¿Crees que una mayoría puede imponer la verdad al resto de la sociedad? ¿Que una mentira, por el simple hecho de repetirse mil veces, se transmuta en realidad? ¿Acaso piensas que, si todos opinan lo mismo, aquel que disiente está necesariamente equivocado? ¿Realmente crees que la democracia funciona?
Si sostienes que la mayoría no tiene derecho a aplastar la voluntad de las minorías; si entiendes que una mentira, aunque se replique millones de veces, jamás dejará de ser falsa; y si defiendes que las voces disonantes no deben ser juzgadas por su escasez, entonces te aseguro algo: tú no apoyas la democracia.

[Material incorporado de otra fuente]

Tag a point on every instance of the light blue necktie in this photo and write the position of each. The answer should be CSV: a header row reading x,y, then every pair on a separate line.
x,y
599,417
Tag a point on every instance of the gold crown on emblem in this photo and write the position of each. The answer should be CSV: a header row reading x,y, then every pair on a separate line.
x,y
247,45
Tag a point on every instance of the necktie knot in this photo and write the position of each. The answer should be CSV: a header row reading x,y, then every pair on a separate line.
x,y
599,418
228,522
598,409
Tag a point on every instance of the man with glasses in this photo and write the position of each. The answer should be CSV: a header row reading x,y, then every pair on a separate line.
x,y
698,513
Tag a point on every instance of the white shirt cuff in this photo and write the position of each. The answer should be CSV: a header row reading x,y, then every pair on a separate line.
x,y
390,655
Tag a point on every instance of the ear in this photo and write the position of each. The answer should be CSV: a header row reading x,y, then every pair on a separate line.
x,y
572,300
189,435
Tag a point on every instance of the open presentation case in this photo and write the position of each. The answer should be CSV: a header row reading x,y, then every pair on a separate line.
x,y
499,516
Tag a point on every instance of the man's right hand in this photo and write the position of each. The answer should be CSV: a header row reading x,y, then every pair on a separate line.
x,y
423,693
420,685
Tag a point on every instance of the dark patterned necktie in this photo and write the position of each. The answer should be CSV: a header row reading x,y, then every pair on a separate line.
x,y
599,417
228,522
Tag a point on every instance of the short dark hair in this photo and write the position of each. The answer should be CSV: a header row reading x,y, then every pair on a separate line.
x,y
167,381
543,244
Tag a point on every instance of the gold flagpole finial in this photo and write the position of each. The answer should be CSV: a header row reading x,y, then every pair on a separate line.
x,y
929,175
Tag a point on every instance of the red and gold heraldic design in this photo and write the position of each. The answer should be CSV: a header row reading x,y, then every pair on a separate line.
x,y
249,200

Y está bien. Tienes la libertad de no hacerlo, especialmente cuando esa democracia se convierte en un mecanismo que castiga el pensamiento divergente, que te señala si tu discurso no es "políticamente correcto" y que te prohíbe cuestionar a ciertos personajes, mientras te obliga a venerar a otros igual de oscuros.
Atravesamos una crisis de "ismos". Ya casi nadie cree en un dios todopoderoso, la confianza en la ciencia se ha erosionado y las instituciones —supuestas guardianas de nuestra seguridad y progreso— han revelado que sus intereses propios pesan más que el bienestar común.
¿Por qué confiar en falsos profetas —sean políticos, periodistas o celebridades— cuando el único que habita tu realidad eres tú mismo? La demagogia barata es el refugio de quienes no tienen nada que perder; pero si posees decencia y principios, jamás te rebajarás a decir simplemente lo que el mundo quiere escuchar.
Dios ha muerto. ¿En quién vas a creer ahora?
Yo he decidido creer en mí. He reemplazado a ese dios muerto para ser mi propio pastor. La pregunta es: ¿seguirás tú a un pastor que solo te ve como mercancía y que, cuando dejes de serle útil, no dudará en venderte o degollarte para alimentarse?